Quando guadagnano gli insegnanti delle scuole superiori in Italia? Lo vedremo tra pochissimo.

La forbice di retribuzione massima e minima

Un insegnante di scuola media superiore in Italia, categoria all’interno della quale ricadono ovviamente anche gli insegnanti di liceo, che non sono separati giuslavoristicamente dagli insegnanti degli istituti tecnici e professionali.

La soglia minima dello stipendio, che è da considerarsi su base lorda, è di 24.846 euro, che corrisponde grosso modo a quanto percepiscono gli insegnanti una volta che sono stati immessi a ruolo. Alla fine della carriera, con gli scatti di anzianità e con le altre contribuzioni, si può arrivare in Italia ad un massimo di 39 mila euro annui.

Il confronto, impietoso, con gli altri paesi UE

Il confronto, partendo da questa forbice, è spesso impietoso. In Germania, paese dove gli insegnanti pubblici guadagnano di più, si parte da uno stipendio minimo di 48mila euro.

Senza però spostarci necessariamente verso la Germania, possiamo comunque fare dei paragoni particolarmente impietosi con il Belgio (stipendio minimo 38.000 euro, sempre lordi), ma anche con la Spagna, dove il minimo è di 31.000 euro.

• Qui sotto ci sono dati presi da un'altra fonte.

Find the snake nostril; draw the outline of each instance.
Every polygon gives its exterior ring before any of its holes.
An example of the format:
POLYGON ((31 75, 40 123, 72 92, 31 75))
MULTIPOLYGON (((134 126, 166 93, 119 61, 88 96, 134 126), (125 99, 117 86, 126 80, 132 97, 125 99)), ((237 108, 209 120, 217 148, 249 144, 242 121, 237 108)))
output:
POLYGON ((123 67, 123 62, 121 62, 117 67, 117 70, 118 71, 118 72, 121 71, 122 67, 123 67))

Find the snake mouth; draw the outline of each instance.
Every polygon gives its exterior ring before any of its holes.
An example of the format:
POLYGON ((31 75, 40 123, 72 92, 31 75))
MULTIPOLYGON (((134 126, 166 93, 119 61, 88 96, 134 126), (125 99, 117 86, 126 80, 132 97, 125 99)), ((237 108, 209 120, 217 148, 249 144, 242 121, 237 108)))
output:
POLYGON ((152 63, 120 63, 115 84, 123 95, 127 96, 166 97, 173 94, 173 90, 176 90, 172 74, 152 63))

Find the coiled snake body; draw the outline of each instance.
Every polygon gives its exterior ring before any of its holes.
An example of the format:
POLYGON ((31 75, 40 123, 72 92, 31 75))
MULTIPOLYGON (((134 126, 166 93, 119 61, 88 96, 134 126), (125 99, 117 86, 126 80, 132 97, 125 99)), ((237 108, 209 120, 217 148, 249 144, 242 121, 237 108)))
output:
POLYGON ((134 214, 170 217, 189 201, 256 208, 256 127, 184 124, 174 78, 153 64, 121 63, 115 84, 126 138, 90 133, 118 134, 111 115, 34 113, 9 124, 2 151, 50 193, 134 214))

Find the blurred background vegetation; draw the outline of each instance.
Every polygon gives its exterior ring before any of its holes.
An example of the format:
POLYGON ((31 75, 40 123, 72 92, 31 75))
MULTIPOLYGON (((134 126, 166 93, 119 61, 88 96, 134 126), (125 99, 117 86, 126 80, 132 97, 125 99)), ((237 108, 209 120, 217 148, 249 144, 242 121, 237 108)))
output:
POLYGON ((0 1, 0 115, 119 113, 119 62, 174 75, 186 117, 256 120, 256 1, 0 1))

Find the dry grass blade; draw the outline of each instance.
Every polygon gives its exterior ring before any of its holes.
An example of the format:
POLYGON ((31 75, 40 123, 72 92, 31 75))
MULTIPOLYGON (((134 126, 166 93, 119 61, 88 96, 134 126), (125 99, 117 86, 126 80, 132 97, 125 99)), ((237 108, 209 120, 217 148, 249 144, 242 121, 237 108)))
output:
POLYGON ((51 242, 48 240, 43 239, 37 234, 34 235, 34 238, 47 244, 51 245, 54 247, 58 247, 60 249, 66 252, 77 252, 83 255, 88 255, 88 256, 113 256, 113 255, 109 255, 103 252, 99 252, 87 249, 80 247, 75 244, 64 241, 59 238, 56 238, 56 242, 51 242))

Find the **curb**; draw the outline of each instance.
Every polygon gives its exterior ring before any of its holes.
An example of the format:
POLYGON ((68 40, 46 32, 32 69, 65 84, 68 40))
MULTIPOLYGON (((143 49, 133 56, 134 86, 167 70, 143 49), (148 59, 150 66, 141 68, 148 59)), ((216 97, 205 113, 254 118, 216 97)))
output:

Su quanto percepito a livello lordo, tralaltro, in questi paesi, si deve anche tenere conto di una tassazione del lavoro che è in genere molto meno importante di quella del nostro paese.

Per quanto riguarda invece la Gran Bretagna, lo stipendio minimo parte dai 28.000 euro italiani, potendo però arrivare ad un massimo di 48.000 euro. Si tratta dunque di situazioni che, sebbene alla partenza siano simili ed equiparabili, prendono poi strade completamente diverse.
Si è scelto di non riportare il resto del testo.